Here are the top ten things I love about Japanese culture:
10. Cool paper products. Not just origami, but complicated cards that are gifts in and of themselves. I’m going to stock up.
9. Lining up to get on trains. No shoving, no elbowing. People line up, and they know where to stand. Train platforms are safe and orderly.
8. Taxis. Taxi drivers wear white gloves. In their license picture on display on the dashboard, they tend to wear tuxedos. The seats are slipcovered in lace.
7. Girls in their school uniforms. I’m not some creepy perv. The girls look cute walking down the street, laughing with one another.
6. Lines on sidewalks for the blind. When I first saw them, I had no idea what these yellow lines were for. My son explained they’re for the blind to use with their canes.
Here’s what the entrance to an underground passage and an intersection look like:
It makes so much sense!
5. Bowing. Everyone bows, young, old, male, female. If you see people on the phone bowing, they are probably requesting and/or receiving a service.
Shopping malls open at 10:00 am. All shopkeepers are at their front doors, bowing to the first customers of the day.
When buying tickets at a counter in the train station (rather than from a machine), the person at the counter bows when you approach and bows when you leave.
The conductors who pass through the trains to punch your tickets bow when they enter the car and bow when they exit.
TV newscasters bow at the beginning of their programs and at the end.
4. Two hands. When giving or accepting something, the Japanese always use both hands.
It is especially important to accept a calling card with two hands. But, really, every thing is in play.
Note: You do not typically hand money or credit cards directly to the person in a store or restaurant or even in a taxi. Instead, a small tray is used. You put your money or credit card in the tray. Any change or your credit card is returned to the tray.
3. Sake. Sake is the Japanese word for ‘alcohol.’ What is usually served as sake in American restaurants is nihonshu, which is translated as ‘Japanese rice wine.’ It is not really wine, in the sense that Japanese plum wine is wine. Rather, this sake might as well be translated as ‘Japanese alcohol.’

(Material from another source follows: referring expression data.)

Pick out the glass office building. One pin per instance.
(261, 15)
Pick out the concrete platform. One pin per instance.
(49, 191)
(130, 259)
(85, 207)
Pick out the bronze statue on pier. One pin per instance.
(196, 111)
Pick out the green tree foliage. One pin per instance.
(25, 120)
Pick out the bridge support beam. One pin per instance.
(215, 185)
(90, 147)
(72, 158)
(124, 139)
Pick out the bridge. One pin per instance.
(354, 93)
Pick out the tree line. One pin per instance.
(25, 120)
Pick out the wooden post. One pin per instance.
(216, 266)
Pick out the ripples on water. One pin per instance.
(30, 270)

The sake you want in Japan is shochu. You can choose from the kind made from potato, wheat, or soba (noodles). I like the soba variety. The wheat variety is good when served with a lemon.
Here’s a wall of sake casks such as you would see outside at a temple.

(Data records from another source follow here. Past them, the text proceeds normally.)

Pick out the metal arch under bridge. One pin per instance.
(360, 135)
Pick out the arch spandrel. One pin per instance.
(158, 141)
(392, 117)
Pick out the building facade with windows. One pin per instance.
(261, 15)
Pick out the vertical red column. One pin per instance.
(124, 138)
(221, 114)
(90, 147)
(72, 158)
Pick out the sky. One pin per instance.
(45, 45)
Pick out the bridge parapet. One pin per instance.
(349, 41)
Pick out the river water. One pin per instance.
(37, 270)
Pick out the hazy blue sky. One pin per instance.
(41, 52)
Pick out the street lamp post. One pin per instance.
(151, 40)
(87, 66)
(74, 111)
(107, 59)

The next festival is sure to be a corker!
2. Food. I love everything about Japanese food: the variety, the presentation, the bite-sized portions. I don’t happen to like garlic and onions, and Japanese cuisine is based on neither. Vegetables and fish are plentiful, and I’m always happy.
Sometimes I don’t even know what I’m eating, which may be for the best.
1. Baths. A communal Japanese bath is called an onsen. The men and women are separated.
Before going into the heated pool to soak, you need to wash yourself at an individual shower stall at least three times.
You go to and from the onsen in a yukata – a Japanese dressing gown – the hotel provides for you, along with slippers. You can go everywhere in the hotel in your yukata except the dining room.
Here I am in mine:
I particularly like the onsen when the hot pool is outside. This past weekend we were at a hotel with an onsen like the one pictured: rustic, lined with rocks, and in a forested setting.
(I did not take my own pictures of the onsen. It would have been rude, to say the least.)
The Japanese can stay in the pool for a long time, like hours. Me, I lasted 15 minutes, tops. Even then I came out feeling very clean and relaxed.